I have been dying to try these in the steam oven after reading Dan Lepard’s excellent article in Good Food here. Actually I have been crazy about these new ‘fashionable’ type of steamed bao after eating them in a few restaurants recently. There are a few recipes around but I thought I would convert Dan’s recipe as it sounds the most authentic and also cook a version of his pork filling in the combi oven here :).
I have taken the bao recipe straight from the article but changed the cooking method. SO much easier than a bamboo basket over a wok. To be honest it would be a nightmare to cook these at home without a steam oven. Remember, cooking in a steam oven gives you accurate temperature control. The recipe made 16, slightly larger than usual bao. You could seriously only fit 6 into a large bamboo steamer basket so that’s a lot of stacking, checking water levels and three woks; too hard!
The texture was so light and fluffy, better than the ones I have eaten in restaurants. I used one large solid steamer tray and one small but probably two large would be ideal as they were touching slightly after the final rise.
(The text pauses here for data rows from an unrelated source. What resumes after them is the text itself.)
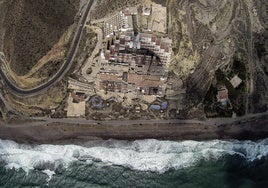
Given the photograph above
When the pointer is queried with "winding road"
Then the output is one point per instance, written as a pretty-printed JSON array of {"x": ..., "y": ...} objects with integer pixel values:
[{"x": 63, "y": 70}]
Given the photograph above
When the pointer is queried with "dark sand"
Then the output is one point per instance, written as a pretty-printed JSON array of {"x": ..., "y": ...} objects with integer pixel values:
[{"x": 69, "y": 133}]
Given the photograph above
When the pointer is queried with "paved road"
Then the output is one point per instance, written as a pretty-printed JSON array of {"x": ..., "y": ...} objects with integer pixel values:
[{"x": 63, "y": 70}]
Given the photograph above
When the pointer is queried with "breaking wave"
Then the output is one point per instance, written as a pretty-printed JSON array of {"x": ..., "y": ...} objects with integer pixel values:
[{"x": 142, "y": 155}]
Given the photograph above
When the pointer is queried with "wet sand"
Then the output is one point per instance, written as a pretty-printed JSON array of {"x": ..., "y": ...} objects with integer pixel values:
[{"x": 71, "y": 133}]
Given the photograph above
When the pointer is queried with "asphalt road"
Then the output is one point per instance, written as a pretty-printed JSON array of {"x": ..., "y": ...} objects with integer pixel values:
[{"x": 63, "y": 70}]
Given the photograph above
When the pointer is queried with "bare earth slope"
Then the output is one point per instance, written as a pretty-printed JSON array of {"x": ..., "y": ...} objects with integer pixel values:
[{"x": 33, "y": 27}]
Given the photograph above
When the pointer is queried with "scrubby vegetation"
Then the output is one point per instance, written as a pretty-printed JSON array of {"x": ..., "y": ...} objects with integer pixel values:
[
  {"x": 33, "y": 27},
  {"x": 105, "y": 7}
]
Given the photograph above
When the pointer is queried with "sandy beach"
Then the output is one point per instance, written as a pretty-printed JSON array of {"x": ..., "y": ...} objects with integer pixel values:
[{"x": 71, "y": 133}]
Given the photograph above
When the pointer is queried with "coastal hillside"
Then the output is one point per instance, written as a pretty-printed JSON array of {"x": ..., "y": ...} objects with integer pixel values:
[{"x": 32, "y": 27}]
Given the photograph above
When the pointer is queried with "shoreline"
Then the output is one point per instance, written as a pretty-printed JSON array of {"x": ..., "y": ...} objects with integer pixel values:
[{"x": 64, "y": 133}]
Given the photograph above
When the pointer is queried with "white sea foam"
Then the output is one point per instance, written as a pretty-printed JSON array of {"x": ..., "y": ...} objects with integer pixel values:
[{"x": 142, "y": 155}]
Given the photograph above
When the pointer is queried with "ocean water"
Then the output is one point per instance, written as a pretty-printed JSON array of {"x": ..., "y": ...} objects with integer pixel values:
[{"x": 141, "y": 163}]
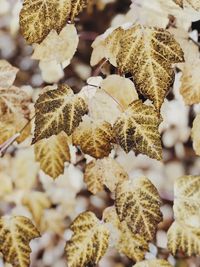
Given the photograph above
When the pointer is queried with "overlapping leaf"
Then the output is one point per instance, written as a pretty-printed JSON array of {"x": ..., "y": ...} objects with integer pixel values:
[
  {"x": 148, "y": 53},
  {"x": 94, "y": 137},
  {"x": 137, "y": 129},
  {"x": 138, "y": 203},
  {"x": 153, "y": 263},
  {"x": 184, "y": 238},
  {"x": 102, "y": 172},
  {"x": 38, "y": 18},
  {"x": 132, "y": 245},
  {"x": 187, "y": 200},
  {"x": 52, "y": 153},
  {"x": 58, "y": 110},
  {"x": 89, "y": 241},
  {"x": 15, "y": 235}
]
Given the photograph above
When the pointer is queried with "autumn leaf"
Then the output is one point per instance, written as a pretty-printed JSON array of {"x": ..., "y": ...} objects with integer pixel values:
[
  {"x": 76, "y": 7},
  {"x": 58, "y": 110},
  {"x": 120, "y": 88},
  {"x": 138, "y": 203},
  {"x": 7, "y": 74},
  {"x": 94, "y": 137},
  {"x": 132, "y": 245},
  {"x": 184, "y": 238},
  {"x": 60, "y": 47},
  {"x": 187, "y": 200},
  {"x": 36, "y": 203},
  {"x": 38, "y": 18},
  {"x": 195, "y": 134},
  {"x": 102, "y": 172},
  {"x": 89, "y": 241},
  {"x": 137, "y": 129},
  {"x": 15, "y": 234},
  {"x": 11, "y": 124},
  {"x": 52, "y": 153},
  {"x": 148, "y": 53},
  {"x": 153, "y": 263}
]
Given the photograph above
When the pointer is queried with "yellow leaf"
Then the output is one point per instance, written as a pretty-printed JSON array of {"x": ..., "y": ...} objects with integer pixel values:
[
  {"x": 190, "y": 83},
  {"x": 59, "y": 47},
  {"x": 148, "y": 53},
  {"x": 52, "y": 153},
  {"x": 187, "y": 200},
  {"x": 195, "y": 134},
  {"x": 120, "y": 88},
  {"x": 76, "y": 7},
  {"x": 184, "y": 238},
  {"x": 10, "y": 124},
  {"x": 89, "y": 241},
  {"x": 107, "y": 46},
  {"x": 16, "y": 233},
  {"x": 7, "y": 74},
  {"x": 153, "y": 263},
  {"x": 138, "y": 203},
  {"x": 137, "y": 129},
  {"x": 132, "y": 245},
  {"x": 94, "y": 137},
  {"x": 36, "y": 203},
  {"x": 102, "y": 172},
  {"x": 39, "y": 17},
  {"x": 13, "y": 100},
  {"x": 58, "y": 110}
]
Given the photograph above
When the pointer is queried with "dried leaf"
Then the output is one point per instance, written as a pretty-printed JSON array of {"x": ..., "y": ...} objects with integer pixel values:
[
  {"x": 58, "y": 110},
  {"x": 137, "y": 129},
  {"x": 102, "y": 172},
  {"x": 76, "y": 7},
  {"x": 121, "y": 89},
  {"x": 38, "y": 18},
  {"x": 187, "y": 200},
  {"x": 94, "y": 137},
  {"x": 183, "y": 238},
  {"x": 148, "y": 53},
  {"x": 132, "y": 245},
  {"x": 89, "y": 241},
  {"x": 153, "y": 263},
  {"x": 7, "y": 74},
  {"x": 59, "y": 47},
  {"x": 195, "y": 134},
  {"x": 52, "y": 153},
  {"x": 36, "y": 203},
  {"x": 138, "y": 203},
  {"x": 16, "y": 233}
]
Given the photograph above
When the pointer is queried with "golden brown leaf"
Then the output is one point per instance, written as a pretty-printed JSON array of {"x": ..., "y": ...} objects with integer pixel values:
[
  {"x": 132, "y": 245},
  {"x": 39, "y": 17},
  {"x": 153, "y": 263},
  {"x": 120, "y": 88},
  {"x": 183, "y": 238},
  {"x": 94, "y": 137},
  {"x": 58, "y": 110},
  {"x": 138, "y": 203},
  {"x": 148, "y": 53},
  {"x": 187, "y": 200},
  {"x": 76, "y": 7},
  {"x": 89, "y": 241},
  {"x": 195, "y": 134},
  {"x": 52, "y": 153},
  {"x": 102, "y": 172},
  {"x": 15, "y": 234},
  {"x": 137, "y": 129},
  {"x": 7, "y": 74},
  {"x": 36, "y": 202}
]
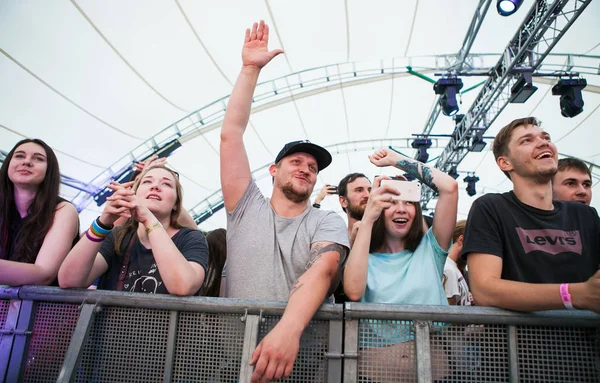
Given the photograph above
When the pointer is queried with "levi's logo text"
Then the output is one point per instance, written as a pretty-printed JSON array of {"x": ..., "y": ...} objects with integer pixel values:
[{"x": 550, "y": 241}]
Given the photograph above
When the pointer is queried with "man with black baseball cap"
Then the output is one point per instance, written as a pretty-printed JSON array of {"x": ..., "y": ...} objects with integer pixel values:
[{"x": 278, "y": 248}]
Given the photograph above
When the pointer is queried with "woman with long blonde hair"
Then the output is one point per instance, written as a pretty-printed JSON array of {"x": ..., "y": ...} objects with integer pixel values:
[{"x": 151, "y": 252}]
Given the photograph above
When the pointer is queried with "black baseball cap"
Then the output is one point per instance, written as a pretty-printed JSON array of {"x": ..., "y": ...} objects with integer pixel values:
[{"x": 321, "y": 154}]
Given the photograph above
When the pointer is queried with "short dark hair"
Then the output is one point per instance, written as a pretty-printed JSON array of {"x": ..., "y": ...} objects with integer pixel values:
[
  {"x": 343, "y": 185},
  {"x": 40, "y": 213},
  {"x": 573, "y": 163},
  {"x": 500, "y": 147},
  {"x": 413, "y": 238},
  {"x": 459, "y": 230}
]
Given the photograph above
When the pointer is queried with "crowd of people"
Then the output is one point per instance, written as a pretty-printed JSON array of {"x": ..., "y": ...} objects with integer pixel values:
[{"x": 533, "y": 248}]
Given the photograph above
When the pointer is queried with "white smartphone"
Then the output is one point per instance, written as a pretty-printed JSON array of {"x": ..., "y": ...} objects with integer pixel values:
[{"x": 409, "y": 190}]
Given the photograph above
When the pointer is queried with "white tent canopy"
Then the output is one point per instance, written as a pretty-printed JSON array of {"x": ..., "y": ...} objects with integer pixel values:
[{"x": 96, "y": 79}]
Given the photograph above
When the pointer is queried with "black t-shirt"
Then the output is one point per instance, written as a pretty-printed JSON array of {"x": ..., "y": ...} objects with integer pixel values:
[
  {"x": 142, "y": 273},
  {"x": 536, "y": 246}
]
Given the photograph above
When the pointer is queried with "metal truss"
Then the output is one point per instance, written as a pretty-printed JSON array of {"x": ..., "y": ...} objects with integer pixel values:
[
  {"x": 65, "y": 180},
  {"x": 214, "y": 202},
  {"x": 460, "y": 59},
  {"x": 541, "y": 30},
  {"x": 291, "y": 87}
]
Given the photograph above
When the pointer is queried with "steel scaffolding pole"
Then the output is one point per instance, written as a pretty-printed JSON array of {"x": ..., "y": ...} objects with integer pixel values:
[{"x": 544, "y": 26}]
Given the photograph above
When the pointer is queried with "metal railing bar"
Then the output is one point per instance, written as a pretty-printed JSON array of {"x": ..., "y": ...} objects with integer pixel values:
[
  {"x": 168, "y": 302},
  {"x": 470, "y": 314}
]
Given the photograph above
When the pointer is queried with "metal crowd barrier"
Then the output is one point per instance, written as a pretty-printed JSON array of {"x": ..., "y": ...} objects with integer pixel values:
[{"x": 50, "y": 334}]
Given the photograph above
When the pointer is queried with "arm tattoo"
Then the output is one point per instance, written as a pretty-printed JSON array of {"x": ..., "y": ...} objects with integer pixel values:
[
  {"x": 317, "y": 251},
  {"x": 419, "y": 171},
  {"x": 295, "y": 288}
]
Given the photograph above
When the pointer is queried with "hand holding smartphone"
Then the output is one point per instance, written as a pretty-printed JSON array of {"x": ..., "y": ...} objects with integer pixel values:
[{"x": 409, "y": 191}]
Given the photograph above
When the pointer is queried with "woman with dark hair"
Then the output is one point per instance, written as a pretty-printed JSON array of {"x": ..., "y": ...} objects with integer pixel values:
[
  {"x": 394, "y": 261},
  {"x": 217, "y": 255},
  {"x": 37, "y": 227},
  {"x": 151, "y": 252}
]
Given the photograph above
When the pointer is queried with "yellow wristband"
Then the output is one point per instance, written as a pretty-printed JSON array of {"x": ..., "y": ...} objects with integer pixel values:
[{"x": 155, "y": 225}]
If you have a narrow depth steam oven then use three trays.
A little bit of effort with the three resting times but worth it, they were absolutely delicious 🙂
Ingredients:
300ml warm water, about 25°C
20g castor sugar
50g rice or potato starch (available in Asian supermarkets)
one 7g sachet dry yeast
450g white bread flour
flour and oil to finish
Method:
- Put the warm water in a mixing bowl, whisk in the sugar, rice starch and yeast until dissolved then add the flour and mix to a dough. Cover and leave for 10 minutes then lightly knead the dough until smooth.
- Grease the bowl with a little oil so it will be easier to remove the dough each time.
- Repeat this cover-leave-and-knead routine twice more, then divide the dough into 16 small pieces. Roll these firmly into neat balls, cover and leave for 10 minutes.
- Roll each ball into a disc about 1cm thick with a little flour, brush the top of each disc with oil then fold in half. Cover two large solid trays with non-stick parchment and place them over the tray, spaced without touching. Dust with flour, cover loosely and leave until doubled. This took the longest time, about 30 minutes. They need to be as thick as you want to serve them as they don’t puff up anymore in the cooking process.
- Place the risen bao in the steam oven and Steam @ 100°C for 12 minutes. It is no problem if you have multiple trays, that is the beauty of a steam oven! Either serve immediately, or cool, bag and freeze for later. To reheat, steam @ 100°C again for 1 minutes. They were perfect, no problem to reheat which is what I will be doing when cooking them again for a party.
Serve with my version of the Chinese pulled pork here, hoi sin sauce, cucumber strips and spring onion. Yum, yum & yum!
Could this dough be made in a bread maker? (Lazy, I know!)
Hi Megan,
I guess so provided you can knead and rise three times!
Regards Trudy
Hi Trudy
Thanks for this recipe – we are addicted to these buns after eating David Chang’s Momofuku version in New York a few years ago. Have made a combi-steamed pork belly to go inside them on several occasions but always resorted to buying the buns from our Asian grocery store! Obviously it’s high time I tried the real thing myself. 😉
Is there an alternative than using rice/potato starch please?
You could try cornflour. Let me know how it goes.